Knowing I was being self-indulgent and self-pitying, I stepped resolutely into the bedchamber and reached down to grasp the blanket on my bed, just as someone knocked on the outer door of my quarters.

"Enter, the door is unlocked," I shouted, and then, curious to see who had come calling, I leaned back on my heel, craning my neck. When the door swung open, I was amazed to see Shelagh thrust her head through the opening and call to me.

"Cay? May I come in?"

"Shelagh! Of course you may come in. Since when must you await my bidding?"

The surge of pleasure I felt at the sight of her and the sound of her voice drove every thought of dissatisfaction from my mind, but yet I made no move to go into the outer room. The opportunity to benefit from the fact that I could see her while remaining out of her sight loomed too large for me to ignore, so I remained where I was, watching her through the open door of my darkened bedchamber. She leaned further into the room, keeping her hand on the door handle and looking about her, searching for me, and then, just as her eyes fastened on the doorway beyond which I stood in shadow, I saw that she had someone with her, standing close behind her on the threshold.

I strode out towards her, smiling a welcome, just as she entered, beckoning whoever was behind her to follow. The sight of the newcomer quickly slowed me to a halt, halfway across the intervening space. It was the young woman who had smiled at me the evening of the feast, the one called Tressa, whose high, full breasts and laughing eyes had disturbed me so greatly. Now I found myself confronted by those eyes again, staring at me, wide and alert, as though slightly startled, and I was immediately aware that her breasts were, indeed, high and full and impossible to ignore, causing the clothing that should have concealed them to enhance the sweep of their upper surface instead, and then drape vertically from their points. Shelagh saw none of this exchange of looks, and I was fleetingly aware of feeling grateful for her preoccupation with whatever she was looking at or searching for. She took one last, sweeping look around the room and then straightened, facing me.

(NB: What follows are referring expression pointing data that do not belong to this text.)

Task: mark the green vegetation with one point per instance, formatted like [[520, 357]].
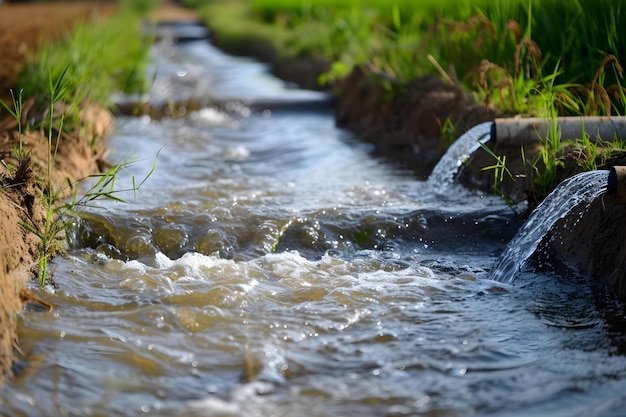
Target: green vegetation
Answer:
[[58, 82], [529, 57], [522, 56]]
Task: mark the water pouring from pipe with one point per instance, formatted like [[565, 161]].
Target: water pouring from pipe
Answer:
[[573, 195]]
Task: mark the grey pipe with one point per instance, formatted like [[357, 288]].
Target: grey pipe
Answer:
[[617, 184], [516, 130]]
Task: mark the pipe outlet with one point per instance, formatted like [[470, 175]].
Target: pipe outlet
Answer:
[[516, 131], [617, 184]]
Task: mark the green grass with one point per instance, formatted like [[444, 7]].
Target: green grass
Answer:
[[512, 53], [529, 57], [91, 63]]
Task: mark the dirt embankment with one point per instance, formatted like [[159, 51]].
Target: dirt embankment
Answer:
[[23, 27]]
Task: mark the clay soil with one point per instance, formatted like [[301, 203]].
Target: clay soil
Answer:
[[23, 26]]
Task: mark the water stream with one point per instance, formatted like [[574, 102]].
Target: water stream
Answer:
[[272, 266], [577, 192]]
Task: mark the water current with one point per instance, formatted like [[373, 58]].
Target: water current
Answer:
[[271, 266]]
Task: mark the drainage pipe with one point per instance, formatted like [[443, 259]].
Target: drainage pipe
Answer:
[[617, 184], [517, 130]]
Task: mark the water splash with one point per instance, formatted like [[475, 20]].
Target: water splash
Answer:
[[579, 190], [443, 174]]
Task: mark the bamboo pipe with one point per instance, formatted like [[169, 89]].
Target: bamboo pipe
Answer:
[[617, 184], [516, 130]]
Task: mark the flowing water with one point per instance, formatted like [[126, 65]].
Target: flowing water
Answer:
[[577, 192], [271, 266]]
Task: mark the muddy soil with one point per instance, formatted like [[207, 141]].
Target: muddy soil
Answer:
[[23, 26]]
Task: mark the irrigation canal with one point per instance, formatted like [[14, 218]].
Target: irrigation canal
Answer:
[[271, 266]]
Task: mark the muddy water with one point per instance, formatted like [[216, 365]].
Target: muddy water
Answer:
[[272, 267]]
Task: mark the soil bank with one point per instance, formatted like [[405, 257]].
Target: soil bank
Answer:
[[23, 27]]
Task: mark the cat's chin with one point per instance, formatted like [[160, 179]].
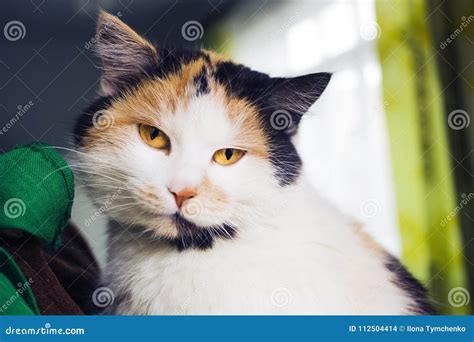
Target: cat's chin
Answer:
[[190, 235]]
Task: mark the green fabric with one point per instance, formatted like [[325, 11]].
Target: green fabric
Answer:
[[432, 246], [36, 195], [37, 191], [16, 297]]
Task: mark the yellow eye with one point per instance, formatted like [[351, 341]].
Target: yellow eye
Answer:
[[228, 156], [154, 137]]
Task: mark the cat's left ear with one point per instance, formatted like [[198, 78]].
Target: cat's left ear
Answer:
[[296, 95], [125, 55]]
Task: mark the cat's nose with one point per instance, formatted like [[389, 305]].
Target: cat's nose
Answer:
[[183, 195]]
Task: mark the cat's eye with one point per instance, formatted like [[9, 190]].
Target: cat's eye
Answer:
[[228, 156], [154, 137]]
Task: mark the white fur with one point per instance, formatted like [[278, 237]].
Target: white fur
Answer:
[[293, 253]]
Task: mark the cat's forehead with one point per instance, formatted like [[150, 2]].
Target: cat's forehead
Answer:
[[190, 103]]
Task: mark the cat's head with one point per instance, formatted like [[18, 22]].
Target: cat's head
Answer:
[[188, 144]]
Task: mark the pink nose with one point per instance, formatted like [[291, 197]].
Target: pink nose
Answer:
[[183, 195]]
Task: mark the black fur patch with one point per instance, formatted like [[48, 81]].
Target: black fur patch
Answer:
[[411, 286], [201, 83], [192, 236], [86, 119]]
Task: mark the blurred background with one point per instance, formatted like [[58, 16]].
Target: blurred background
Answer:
[[390, 142]]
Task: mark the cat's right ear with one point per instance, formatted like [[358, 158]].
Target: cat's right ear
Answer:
[[125, 55]]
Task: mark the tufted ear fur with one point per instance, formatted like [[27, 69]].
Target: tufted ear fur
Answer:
[[126, 56]]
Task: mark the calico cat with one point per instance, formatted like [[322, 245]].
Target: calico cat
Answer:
[[210, 212]]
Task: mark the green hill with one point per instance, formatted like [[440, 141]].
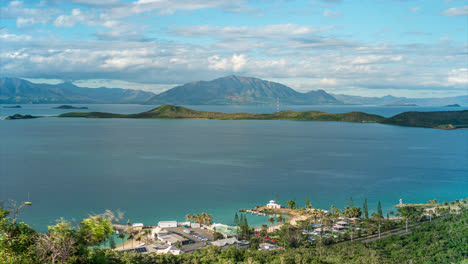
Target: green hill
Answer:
[[443, 119]]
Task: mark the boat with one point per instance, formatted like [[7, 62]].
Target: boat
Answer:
[[28, 201]]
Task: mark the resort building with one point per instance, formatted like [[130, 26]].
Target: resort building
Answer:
[[227, 242], [273, 205], [171, 238]]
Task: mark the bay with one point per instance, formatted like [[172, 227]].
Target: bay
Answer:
[[164, 169]]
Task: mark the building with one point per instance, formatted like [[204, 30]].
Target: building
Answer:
[[342, 223], [163, 224], [338, 227], [268, 246], [171, 238], [273, 205], [227, 242]]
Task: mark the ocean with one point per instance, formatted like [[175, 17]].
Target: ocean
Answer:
[[155, 170]]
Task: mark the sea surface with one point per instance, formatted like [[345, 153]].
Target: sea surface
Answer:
[[157, 170]]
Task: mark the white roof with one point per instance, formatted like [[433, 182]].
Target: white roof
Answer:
[[224, 242]]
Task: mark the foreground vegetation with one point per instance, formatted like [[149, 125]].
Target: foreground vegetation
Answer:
[[444, 239], [443, 119]]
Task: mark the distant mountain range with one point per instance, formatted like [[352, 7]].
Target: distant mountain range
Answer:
[[239, 90], [226, 90], [15, 91], [391, 100]]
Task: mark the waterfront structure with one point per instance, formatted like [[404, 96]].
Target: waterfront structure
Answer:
[[171, 238], [273, 205], [227, 242], [164, 224], [268, 246]]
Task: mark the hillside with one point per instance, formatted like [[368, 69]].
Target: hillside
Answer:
[[179, 112], [238, 90], [14, 90], [444, 119]]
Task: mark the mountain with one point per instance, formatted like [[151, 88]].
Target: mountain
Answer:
[[239, 90], [441, 119], [392, 100], [14, 90]]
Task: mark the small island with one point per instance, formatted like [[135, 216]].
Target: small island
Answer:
[[440, 120], [14, 106], [69, 107], [18, 116]]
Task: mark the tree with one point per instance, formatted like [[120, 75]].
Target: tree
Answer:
[[122, 236], [365, 209], [379, 210], [291, 204], [58, 245], [271, 220], [378, 219], [236, 219], [95, 230], [408, 213]]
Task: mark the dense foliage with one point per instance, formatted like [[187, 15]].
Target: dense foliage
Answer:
[[444, 240]]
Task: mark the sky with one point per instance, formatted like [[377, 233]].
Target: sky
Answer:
[[412, 48]]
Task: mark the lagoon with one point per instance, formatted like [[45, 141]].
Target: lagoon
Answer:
[[163, 169]]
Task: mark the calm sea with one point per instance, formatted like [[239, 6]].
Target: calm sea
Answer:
[[164, 169]]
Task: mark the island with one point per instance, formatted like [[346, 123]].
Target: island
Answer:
[[69, 107], [18, 116], [440, 119], [14, 106], [401, 104]]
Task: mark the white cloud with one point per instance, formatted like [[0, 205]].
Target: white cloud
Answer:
[[328, 82], [236, 63], [456, 11], [331, 13], [458, 76]]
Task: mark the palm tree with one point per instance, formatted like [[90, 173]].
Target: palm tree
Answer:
[[131, 236], [377, 218], [291, 204], [122, 236], [408, 213]]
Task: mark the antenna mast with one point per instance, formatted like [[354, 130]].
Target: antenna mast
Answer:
[[277, 104]]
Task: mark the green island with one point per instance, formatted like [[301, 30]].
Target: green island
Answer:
[[442, 119], [416, 233]]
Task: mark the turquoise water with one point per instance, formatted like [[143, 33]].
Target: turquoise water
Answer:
[[163, 169]]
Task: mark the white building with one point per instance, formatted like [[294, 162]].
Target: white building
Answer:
[[273, 205], [167, 224]]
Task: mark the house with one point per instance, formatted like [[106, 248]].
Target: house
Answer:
[[343, 223], [227, 242], [268, 246], [273, 205], [338, 227], [167, 224], [171, 238], [169, 250]]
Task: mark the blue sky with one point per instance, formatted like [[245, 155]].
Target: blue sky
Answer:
[[413, 48]]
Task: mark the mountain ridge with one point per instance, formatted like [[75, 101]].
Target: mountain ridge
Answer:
[[234, 89]]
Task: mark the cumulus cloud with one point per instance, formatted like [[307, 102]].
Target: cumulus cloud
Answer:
[[456, 11]]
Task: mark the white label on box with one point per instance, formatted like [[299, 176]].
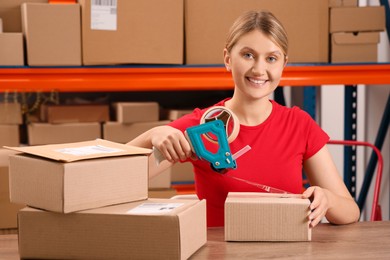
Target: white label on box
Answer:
[[103, 15], [88, 150], [154, 208]]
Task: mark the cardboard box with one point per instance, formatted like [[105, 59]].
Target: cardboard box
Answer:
[[123, 133], [357, 19], [11, 49], [135, 112], [182, 172], [164, 193], [45, 133], [9, 135], [266, 217], [10, 113], [342, 3], [10, 13], [78, 176], [151, 229], [9, 211], [52, 33], [206, 27], [75, 113], [355, 47], [147, 31]]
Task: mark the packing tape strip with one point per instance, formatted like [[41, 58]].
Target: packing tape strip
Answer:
[[213, 113]]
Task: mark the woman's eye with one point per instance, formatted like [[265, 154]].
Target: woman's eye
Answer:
[[272, 59], [248, 55]]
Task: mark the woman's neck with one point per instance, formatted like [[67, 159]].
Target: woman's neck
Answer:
[[250, 113]]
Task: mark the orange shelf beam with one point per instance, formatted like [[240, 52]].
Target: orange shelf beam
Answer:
[[180, 78]]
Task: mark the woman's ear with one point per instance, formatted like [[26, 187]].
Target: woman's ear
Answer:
[[226, 59]]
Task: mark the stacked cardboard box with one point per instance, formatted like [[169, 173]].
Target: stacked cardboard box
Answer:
[[10, 120], [355, 32], [8, 209], [266, 217], [89, 200], [52, 33], [11, 48], [133, 119]]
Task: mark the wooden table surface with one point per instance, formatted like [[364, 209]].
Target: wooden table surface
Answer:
[[362, 240]]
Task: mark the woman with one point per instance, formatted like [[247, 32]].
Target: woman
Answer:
[[282, 140]]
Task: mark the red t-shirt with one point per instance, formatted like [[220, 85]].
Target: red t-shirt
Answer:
[[279, 146]]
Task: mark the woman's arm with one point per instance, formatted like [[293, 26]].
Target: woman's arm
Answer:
[[330, 197], [169, 141]]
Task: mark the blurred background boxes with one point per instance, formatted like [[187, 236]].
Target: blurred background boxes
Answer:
[[52, 33], [207, 24], [135, 31], [10, 13]]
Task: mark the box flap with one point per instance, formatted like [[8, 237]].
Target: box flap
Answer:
[[356, 38], [70, 152], [256, 195]]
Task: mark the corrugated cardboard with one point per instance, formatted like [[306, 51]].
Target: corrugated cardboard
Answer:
[[207, 24], [123, 133], [11, 15], [182, 172], [126, 231], [75, 113], [355, 47], [143, 31], [8, 215], [164, 193], [77, 176], [53, 34], [266, 217], [357, 19], [45, 133], [135, 112], [11, 49], [10, 113], [9, 135], [342, 3]]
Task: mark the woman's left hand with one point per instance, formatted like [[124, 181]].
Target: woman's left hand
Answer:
[[319, 204]]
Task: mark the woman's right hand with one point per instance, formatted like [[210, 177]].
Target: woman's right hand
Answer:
[[171, 143]]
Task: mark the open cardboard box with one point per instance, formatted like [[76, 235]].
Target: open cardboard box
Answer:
[[251, 216], [78, 176], [149, 229]]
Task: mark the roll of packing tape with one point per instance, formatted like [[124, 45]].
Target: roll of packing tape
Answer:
[[230, 120]]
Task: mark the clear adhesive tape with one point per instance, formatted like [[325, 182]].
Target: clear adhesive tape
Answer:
[[230, 120]]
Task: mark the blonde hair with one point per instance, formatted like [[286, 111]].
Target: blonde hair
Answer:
[[263, 21]]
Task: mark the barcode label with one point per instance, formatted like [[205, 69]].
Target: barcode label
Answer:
[[104, 2], [104, 15]]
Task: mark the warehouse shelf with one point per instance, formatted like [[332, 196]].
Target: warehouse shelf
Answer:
[[177, 78]]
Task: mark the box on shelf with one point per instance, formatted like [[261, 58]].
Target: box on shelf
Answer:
[[342, 3], [10, 113], [11, 49], [52, 33], [123, 133], [9, 135], [135, 112], [253, 216], [75, 113], [77, 176], [45, 133], [8, 216], [10, 13], [354, 47], [123, 33], [149, 229], [357, 19], [206, 27]]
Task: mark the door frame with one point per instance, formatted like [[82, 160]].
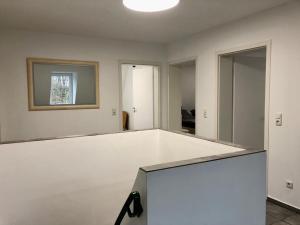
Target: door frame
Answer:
[[178, 62], [268, 46], [143, 63]]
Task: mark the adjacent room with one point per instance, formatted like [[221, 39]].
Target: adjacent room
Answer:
[[182, 94], [149, 112]]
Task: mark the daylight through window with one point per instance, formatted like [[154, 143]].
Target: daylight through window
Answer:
[[61, 89]]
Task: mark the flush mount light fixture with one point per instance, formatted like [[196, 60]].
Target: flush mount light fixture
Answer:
[[150, 5]]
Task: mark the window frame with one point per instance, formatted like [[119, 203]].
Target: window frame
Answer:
[[71, 77], [30, 84]]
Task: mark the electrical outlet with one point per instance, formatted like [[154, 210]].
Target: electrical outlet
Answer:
[[289, 185]]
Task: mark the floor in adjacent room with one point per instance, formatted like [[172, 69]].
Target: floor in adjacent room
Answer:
[[277, 215]]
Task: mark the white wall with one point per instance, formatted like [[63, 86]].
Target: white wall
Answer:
[[188, 86], [281, 25], [17, 45], [225, 114]]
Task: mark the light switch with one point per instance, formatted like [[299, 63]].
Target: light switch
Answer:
[[205, 113], [278, 119], [114, 112]]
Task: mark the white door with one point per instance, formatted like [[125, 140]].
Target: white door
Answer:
[[143, 98]]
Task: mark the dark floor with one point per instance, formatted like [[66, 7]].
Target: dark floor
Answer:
[[276, 215]]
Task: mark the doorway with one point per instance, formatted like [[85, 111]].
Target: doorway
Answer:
[[182, 94], [140, 96], [242, 97]]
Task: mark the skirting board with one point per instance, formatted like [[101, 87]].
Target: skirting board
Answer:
[[284, 205]]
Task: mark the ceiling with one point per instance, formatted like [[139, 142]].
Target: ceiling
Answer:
[[109, 18]]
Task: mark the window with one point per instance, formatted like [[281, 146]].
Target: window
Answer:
[[61, 89]]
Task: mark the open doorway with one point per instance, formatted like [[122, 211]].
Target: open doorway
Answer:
[[140, 96], [242, 97], [182, 82]]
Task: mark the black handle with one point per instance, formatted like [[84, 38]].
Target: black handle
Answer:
[[135, 198]]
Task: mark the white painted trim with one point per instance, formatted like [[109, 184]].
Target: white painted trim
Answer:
[[174, 63], [139, 62], [268, 45]]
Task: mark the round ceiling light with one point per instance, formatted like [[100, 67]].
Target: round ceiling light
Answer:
[[150, 5]]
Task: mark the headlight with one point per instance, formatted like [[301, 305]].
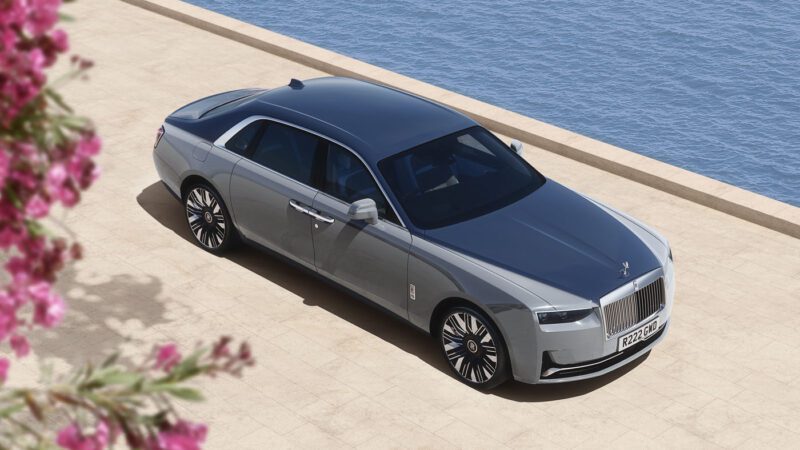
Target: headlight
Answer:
[[551, 317]]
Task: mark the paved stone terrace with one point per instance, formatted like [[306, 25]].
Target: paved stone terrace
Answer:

"It's dark in here, and even dustier than usual. Merlyn, this is—"

"Tressa. I remember her from Ravenglass. Welcome, Tressa."

The young woman dimpled and flushed with pleasure, buckling one knee and shyly whispering, "Mester Cahy." I turned to face Shelagh squarely, feeling ridiculously aware of the other woman and strangely guilty for that very awareness, as though, in taking notice of her, I had sinned through disloyalty to Shelagh.